# Dark eldar Starter



## Rhyu (Dec 1, 2010)

hello everyone so i decided to make a dark eldar army
i noticed there are no battle groups out for dark eldar and from what i understand wont be for a while.
i have read what i can read and looked up what i can online including on here
was woundering what you all suggest would be a good dark eldar starting army

so since there is no battle force out there for dark eldar or no other starting pack as it were.

who and what do you suggest i get to make a starting army/battle force for dark eldar..
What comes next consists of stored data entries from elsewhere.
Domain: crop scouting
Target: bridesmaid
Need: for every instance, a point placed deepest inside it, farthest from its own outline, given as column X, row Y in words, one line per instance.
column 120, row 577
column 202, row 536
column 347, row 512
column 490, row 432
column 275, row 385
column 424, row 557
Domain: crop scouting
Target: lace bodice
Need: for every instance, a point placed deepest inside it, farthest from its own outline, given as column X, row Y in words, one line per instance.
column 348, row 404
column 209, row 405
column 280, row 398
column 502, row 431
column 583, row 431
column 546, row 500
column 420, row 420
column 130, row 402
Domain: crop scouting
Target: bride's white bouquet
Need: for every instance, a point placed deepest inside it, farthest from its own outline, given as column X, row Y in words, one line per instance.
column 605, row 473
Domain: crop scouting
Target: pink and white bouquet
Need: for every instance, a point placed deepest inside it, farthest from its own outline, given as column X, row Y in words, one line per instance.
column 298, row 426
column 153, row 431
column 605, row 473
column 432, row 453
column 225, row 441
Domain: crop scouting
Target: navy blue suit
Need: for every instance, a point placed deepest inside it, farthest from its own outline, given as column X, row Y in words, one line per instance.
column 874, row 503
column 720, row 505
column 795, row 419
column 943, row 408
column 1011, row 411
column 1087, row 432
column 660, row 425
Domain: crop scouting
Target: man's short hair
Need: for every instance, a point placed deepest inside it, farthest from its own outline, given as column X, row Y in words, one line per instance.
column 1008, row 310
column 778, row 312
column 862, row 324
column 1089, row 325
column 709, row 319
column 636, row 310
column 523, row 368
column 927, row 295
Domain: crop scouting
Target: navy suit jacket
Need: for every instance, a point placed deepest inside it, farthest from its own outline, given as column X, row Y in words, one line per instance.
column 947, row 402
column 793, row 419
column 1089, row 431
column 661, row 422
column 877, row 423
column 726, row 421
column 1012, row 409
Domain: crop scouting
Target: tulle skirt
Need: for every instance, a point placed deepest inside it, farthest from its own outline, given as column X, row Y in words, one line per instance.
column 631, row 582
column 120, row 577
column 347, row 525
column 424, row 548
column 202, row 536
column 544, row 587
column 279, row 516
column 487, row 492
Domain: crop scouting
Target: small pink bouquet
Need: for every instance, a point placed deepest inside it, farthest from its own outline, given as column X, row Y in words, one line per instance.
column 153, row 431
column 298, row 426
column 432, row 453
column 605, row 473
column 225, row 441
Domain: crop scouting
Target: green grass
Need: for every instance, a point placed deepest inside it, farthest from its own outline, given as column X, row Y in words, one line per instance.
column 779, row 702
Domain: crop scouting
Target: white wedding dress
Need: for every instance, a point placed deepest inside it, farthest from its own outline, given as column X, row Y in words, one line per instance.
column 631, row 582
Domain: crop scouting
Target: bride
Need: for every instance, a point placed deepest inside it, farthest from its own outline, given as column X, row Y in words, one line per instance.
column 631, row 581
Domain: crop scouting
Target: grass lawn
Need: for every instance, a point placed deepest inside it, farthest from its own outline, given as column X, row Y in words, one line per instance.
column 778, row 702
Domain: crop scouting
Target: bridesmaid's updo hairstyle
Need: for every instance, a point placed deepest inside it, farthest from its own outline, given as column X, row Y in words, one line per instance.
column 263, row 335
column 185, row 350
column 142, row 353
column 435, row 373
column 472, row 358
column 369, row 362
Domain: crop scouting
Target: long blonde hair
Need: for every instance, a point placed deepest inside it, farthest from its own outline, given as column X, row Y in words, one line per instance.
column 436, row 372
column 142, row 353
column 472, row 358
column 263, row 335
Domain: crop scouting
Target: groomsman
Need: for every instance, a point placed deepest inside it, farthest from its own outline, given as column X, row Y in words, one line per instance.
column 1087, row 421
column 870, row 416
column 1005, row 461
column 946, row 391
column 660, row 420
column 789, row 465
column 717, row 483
i have some thoughts but doubt they are any good 
i am thinking something like this.. not realy sure but this is what i have thought of

HQ:

DE archon
and or 
Lelith

Elites:
10 INcubi or mandrakes or both

either a shadow seer or death jester

Troops:
10 Kabalite warriors maybe more
10 wyches

transport:
1 or 2 raiders

fast attack:
6 reavers 
5 to 10 hellions

heavy support:
maybe 1 ravager or talos


not realy sure 
this is what i am thinking of right now.. 
i am getting the codex tommorrow so will be able to read more

tell me what you think and any suggestions

wasnt sure if this was the right area or not 
sorry if it isnt..


----------



## projectda (May 12, 2008)

if its not too late
how do you like to play?
kabal (shooty) armies
wych (combat) armies
i prefer kabal, but its a big risk. floating near the enemy to hit them with 18 reroll miss hits poison shots, 4 non rerollable poison shots, and 3 S5 AP2 shots.


----------